Fact Sheet: Environmental Mastitis

The Disease

Environmental mastitis is as the name implies mastitis that is “caught” by the cow from the environment in which she lives. The organisms may be found in bedding, soil, walkways, on pasture or any surface the cow comes in contact with. Organic bedding such as wood shavings or straw is a most commonly incriminated source. At pasture in hot weather the cows congregate in cool areas and soon contaminate the ground with manure and other discharges. Thus making this area a source of mastitis causing bacteria. The causative agents include Streps, other than Strep agalactiae, Staphs, other than Staph. aureus. Coliformes, Pseudomonas, Proteus, Serratia, and Prototheca. These bacteria are problematic as few of them respond well to antibiotics. Because of this clinical cases should be cultured before treatment and good records kept and reviewed to recognize trends that change over time.

The Consequences

All incidences of mastitis result in loss to the producer. At best this loss is confined to medication costs, discarded milk and reduced production as the cow recovers. At the worst the production of the cow may be reduced or lost for a lactation with high medical costs, or the cow may suffer permanent damage to her milk producing system or even die. Clinical coliform cases may negatively impact reproduction in the herd adding to the costs of this disease.
Environmental mastitis is more common on farms with excellent control of contagious mastitis. The procedures that reduce the reservoir of contagious mastitis pathogens will not reduce the huge and ever- present supply of environmental organisms. Reducing teat-end exposure to environmental pathogens is the goal of an environmental mastitis control program.

Prevention

The goal here is to keep the cow and her environment as clean and dry as possible.

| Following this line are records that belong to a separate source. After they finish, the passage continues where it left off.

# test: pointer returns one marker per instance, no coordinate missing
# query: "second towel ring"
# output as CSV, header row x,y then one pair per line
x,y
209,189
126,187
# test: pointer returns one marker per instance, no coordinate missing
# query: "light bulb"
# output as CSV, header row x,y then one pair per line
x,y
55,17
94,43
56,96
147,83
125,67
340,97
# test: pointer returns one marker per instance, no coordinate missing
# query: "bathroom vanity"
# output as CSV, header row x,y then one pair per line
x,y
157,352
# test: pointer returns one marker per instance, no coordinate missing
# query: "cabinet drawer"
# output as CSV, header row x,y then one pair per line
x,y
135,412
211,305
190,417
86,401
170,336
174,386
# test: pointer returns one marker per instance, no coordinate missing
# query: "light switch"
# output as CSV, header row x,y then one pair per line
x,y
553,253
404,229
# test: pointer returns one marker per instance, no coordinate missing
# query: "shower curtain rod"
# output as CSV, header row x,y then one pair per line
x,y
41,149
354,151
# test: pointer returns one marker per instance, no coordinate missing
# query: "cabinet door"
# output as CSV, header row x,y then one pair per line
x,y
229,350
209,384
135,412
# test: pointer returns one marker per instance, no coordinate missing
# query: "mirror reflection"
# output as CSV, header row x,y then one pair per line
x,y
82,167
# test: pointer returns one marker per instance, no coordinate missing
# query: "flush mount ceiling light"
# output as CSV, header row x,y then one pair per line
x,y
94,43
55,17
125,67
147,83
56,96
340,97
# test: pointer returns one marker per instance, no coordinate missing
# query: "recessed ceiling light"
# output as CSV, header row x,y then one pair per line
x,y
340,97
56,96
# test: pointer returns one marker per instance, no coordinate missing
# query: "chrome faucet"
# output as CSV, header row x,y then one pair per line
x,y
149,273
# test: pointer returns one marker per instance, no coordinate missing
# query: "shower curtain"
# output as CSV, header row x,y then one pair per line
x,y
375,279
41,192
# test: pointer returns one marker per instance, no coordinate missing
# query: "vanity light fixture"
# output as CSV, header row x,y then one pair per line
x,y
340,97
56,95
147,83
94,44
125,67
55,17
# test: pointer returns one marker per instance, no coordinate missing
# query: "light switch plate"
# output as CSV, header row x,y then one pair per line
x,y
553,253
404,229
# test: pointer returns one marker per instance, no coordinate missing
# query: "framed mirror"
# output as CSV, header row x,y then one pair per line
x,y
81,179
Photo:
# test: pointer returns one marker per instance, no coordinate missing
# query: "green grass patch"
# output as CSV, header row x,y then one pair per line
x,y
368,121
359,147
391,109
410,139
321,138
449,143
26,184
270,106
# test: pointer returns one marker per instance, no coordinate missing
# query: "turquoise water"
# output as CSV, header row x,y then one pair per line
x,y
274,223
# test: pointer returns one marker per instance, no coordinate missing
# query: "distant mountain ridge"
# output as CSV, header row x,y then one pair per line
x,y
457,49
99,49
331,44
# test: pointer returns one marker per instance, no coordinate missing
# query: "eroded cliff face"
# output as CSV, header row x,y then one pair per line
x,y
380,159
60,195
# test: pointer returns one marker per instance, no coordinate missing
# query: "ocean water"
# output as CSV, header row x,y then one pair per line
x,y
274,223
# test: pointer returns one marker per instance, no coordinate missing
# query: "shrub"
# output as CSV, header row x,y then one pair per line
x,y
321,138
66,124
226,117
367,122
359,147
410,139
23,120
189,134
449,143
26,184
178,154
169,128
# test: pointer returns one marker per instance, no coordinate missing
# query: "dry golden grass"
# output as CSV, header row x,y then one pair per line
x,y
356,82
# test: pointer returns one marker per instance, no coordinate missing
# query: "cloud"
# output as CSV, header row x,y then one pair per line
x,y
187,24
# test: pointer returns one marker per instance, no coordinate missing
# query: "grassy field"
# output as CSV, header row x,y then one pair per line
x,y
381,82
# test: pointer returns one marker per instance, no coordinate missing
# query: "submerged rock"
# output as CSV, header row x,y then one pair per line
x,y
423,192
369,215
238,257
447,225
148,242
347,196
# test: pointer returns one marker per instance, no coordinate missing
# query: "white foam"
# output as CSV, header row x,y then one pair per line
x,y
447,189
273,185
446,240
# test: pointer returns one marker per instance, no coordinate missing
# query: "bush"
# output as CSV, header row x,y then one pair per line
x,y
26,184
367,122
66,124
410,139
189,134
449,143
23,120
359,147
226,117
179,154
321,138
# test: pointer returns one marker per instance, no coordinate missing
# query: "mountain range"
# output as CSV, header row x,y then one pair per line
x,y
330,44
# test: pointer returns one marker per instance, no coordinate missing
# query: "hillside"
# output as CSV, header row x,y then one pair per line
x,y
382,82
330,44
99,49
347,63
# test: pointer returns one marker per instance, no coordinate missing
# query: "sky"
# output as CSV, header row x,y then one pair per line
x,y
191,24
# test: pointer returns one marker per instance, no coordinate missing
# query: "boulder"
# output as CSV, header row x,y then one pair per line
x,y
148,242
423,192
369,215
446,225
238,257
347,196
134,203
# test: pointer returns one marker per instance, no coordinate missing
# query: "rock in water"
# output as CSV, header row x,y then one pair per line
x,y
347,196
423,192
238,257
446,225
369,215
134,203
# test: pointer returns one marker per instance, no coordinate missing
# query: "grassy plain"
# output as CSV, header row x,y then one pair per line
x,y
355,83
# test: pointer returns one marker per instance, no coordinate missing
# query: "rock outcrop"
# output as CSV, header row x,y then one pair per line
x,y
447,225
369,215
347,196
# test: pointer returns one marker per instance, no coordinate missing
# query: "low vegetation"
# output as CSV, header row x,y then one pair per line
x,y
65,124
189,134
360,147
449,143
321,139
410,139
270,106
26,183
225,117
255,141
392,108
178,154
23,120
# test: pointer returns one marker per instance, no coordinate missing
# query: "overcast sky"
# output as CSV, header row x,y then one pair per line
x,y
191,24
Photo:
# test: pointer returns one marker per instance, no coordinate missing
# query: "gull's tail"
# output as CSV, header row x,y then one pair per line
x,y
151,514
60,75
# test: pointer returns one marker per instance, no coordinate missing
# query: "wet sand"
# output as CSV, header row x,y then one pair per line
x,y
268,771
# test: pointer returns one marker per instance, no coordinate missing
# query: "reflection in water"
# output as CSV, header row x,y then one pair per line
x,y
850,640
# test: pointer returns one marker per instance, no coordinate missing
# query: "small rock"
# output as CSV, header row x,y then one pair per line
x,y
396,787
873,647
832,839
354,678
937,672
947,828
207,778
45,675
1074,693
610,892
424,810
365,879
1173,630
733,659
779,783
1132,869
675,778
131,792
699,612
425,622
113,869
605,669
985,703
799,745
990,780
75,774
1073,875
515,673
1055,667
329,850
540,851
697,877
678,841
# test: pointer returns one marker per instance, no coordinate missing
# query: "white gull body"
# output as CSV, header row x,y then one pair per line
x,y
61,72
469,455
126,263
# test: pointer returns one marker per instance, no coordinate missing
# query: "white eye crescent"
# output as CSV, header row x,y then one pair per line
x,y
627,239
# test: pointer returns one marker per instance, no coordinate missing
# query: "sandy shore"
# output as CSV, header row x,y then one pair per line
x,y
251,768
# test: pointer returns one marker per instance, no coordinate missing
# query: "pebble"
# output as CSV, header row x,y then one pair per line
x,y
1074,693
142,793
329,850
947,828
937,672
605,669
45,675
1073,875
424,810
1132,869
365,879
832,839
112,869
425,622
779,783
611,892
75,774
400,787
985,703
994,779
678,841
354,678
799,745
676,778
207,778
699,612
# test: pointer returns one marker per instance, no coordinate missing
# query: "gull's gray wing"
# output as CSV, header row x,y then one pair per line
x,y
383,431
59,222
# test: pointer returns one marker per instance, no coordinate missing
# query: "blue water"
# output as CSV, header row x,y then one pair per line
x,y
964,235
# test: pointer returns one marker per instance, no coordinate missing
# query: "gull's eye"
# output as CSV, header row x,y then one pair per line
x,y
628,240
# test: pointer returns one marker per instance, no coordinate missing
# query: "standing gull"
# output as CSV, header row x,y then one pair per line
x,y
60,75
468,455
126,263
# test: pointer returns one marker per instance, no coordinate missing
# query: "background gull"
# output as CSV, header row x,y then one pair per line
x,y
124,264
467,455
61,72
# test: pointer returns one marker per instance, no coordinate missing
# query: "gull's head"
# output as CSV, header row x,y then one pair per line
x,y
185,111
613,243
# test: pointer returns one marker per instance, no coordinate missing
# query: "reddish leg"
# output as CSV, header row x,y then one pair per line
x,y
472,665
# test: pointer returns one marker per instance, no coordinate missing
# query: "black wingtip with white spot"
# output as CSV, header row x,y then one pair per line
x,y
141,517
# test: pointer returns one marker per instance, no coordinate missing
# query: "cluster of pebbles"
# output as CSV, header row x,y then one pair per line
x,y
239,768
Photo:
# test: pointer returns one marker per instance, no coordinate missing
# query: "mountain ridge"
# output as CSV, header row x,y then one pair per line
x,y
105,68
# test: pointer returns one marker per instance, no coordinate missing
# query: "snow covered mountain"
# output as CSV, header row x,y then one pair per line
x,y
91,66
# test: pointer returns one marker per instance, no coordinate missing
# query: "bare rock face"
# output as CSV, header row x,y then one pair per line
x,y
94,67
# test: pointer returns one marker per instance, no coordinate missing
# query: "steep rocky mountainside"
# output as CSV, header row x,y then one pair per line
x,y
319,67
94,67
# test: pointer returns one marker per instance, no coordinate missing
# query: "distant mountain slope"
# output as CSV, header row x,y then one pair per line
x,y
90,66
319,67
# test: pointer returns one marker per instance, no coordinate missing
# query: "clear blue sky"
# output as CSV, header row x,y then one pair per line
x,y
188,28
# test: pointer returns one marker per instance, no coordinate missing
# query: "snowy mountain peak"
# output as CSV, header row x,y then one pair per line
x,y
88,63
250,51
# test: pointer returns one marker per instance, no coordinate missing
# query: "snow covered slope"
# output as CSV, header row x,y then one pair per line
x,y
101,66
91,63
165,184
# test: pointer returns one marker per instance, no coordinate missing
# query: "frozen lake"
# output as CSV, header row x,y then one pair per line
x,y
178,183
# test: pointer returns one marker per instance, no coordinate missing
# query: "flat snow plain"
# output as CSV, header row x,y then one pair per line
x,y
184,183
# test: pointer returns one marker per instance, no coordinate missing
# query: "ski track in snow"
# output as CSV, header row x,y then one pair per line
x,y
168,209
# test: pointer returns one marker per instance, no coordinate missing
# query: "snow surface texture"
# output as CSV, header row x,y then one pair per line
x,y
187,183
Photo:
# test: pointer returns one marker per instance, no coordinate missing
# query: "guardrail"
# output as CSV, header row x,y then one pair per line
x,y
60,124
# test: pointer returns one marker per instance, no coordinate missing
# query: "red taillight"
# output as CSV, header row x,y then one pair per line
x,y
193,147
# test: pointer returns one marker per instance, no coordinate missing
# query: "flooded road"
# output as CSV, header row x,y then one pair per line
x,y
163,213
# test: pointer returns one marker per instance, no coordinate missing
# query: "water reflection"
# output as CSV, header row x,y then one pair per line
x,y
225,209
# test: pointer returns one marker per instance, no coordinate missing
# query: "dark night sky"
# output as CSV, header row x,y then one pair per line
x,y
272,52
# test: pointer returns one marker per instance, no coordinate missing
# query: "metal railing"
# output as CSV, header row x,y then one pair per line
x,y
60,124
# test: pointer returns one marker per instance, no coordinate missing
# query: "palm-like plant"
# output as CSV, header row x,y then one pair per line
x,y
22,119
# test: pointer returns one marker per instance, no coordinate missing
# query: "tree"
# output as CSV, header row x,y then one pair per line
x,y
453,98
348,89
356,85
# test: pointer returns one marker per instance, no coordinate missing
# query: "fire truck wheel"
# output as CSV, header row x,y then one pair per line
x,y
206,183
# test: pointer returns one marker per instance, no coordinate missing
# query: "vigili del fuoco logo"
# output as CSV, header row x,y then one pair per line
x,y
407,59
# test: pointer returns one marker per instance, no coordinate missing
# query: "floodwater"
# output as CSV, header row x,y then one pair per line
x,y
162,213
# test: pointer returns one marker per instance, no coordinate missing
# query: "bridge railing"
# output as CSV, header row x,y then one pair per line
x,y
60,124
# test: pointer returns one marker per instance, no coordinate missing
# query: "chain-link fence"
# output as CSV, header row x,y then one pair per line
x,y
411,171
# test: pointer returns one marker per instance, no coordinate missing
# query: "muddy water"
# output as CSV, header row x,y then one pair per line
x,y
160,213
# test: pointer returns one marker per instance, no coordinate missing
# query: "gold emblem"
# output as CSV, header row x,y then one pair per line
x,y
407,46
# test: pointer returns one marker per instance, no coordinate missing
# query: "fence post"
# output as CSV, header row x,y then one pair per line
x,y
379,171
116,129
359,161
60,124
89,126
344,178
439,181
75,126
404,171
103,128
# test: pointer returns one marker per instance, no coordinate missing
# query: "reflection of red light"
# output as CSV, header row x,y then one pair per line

  • Cow stalls of adequate size, comfortable, clean and dry .
  • Cow areas inside and out are clean and well drained and muddy areas are avoided.
  • Barns should be well ventilated and kept as cool as possible to retard growth and survivability of bacteria.
  • Teats should be well washed, sanitized and dried prior to application of the milker.
  • During milking insure good claw alignment and support and that inflations are in good condition to avoid liner slips.
  • Be alert to weather conditions (hot and humid) that may presage an outbreak of environmental mastitis.
  • Record keeping and culturing of all clinical cases can indicate the early stages of a mastitis outbreak.